Gender and Fan Culture (Round Fifteen , Part Two):Bob Rehak and Suzanne Scott

RDM and Mrs. Ron or: How we can’t seem to stop worrying about textual authority

BR: Hmm – a paragraph or two can make all the difference, and for whatever reason I now find myself feeling more upbeat about fanification, complexification, and all those other n-ifications I was grumbling about earlier. I agree with you that the productive conversations coming out of Lost, and before it Buffy, and before that The X-Files (just to reiterate my own path of entry into acafandom) are to celebrated, not disparaged. Indeed, the work that you and I and our colleagues do is a crucial part of this. (Another dimension of acafans I’d love to address at some point is the function of a fan-oriented pedagogy: surely it’s meaningful for undergraduates that they can now take courses in fan culture, soap opera, or videogame culture, with professors and graduate students who not only talk the talk, but walk the walk.)

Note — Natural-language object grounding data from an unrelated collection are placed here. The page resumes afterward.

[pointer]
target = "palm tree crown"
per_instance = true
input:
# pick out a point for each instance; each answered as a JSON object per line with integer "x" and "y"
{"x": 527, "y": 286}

But your question brings up one of the most interesting points of our initial conversation: our shared fascination with – and skepticism toward – the “author-gods” who seem increasingly to sit at the center of the textual webs we acafans explore: Tim Kring of Heroes, J. J. Abrams (or really, Cuse and Lindelof) of Lost, Russell T. Davies of Doctor Who, and of course Ronald D. Moore of BSG. We’re both interested in RDM and the way he’s positioned himself as both “the decider” of all things Galactica, and a regular ol’ fan like – I suppose – us. Perhaps the notion of a fan-who-is-also-an-author is not as chimerical as it seems; I seem to recall us starting this chat by swearing that such binaries were a thing of the past. And Moore’s fan/author hybridity might be said to echo the undecidable nature of the vast quilt that is the Galactica text, embroidered as it has been by so many different creators, critics, viewers, debaters, and celebrants over the years. At what point does the canonical give way to something more collaborative and open-ended? I’m not sure, but the diffusion is homologous to RDM’s Janus-faced mode of authorship.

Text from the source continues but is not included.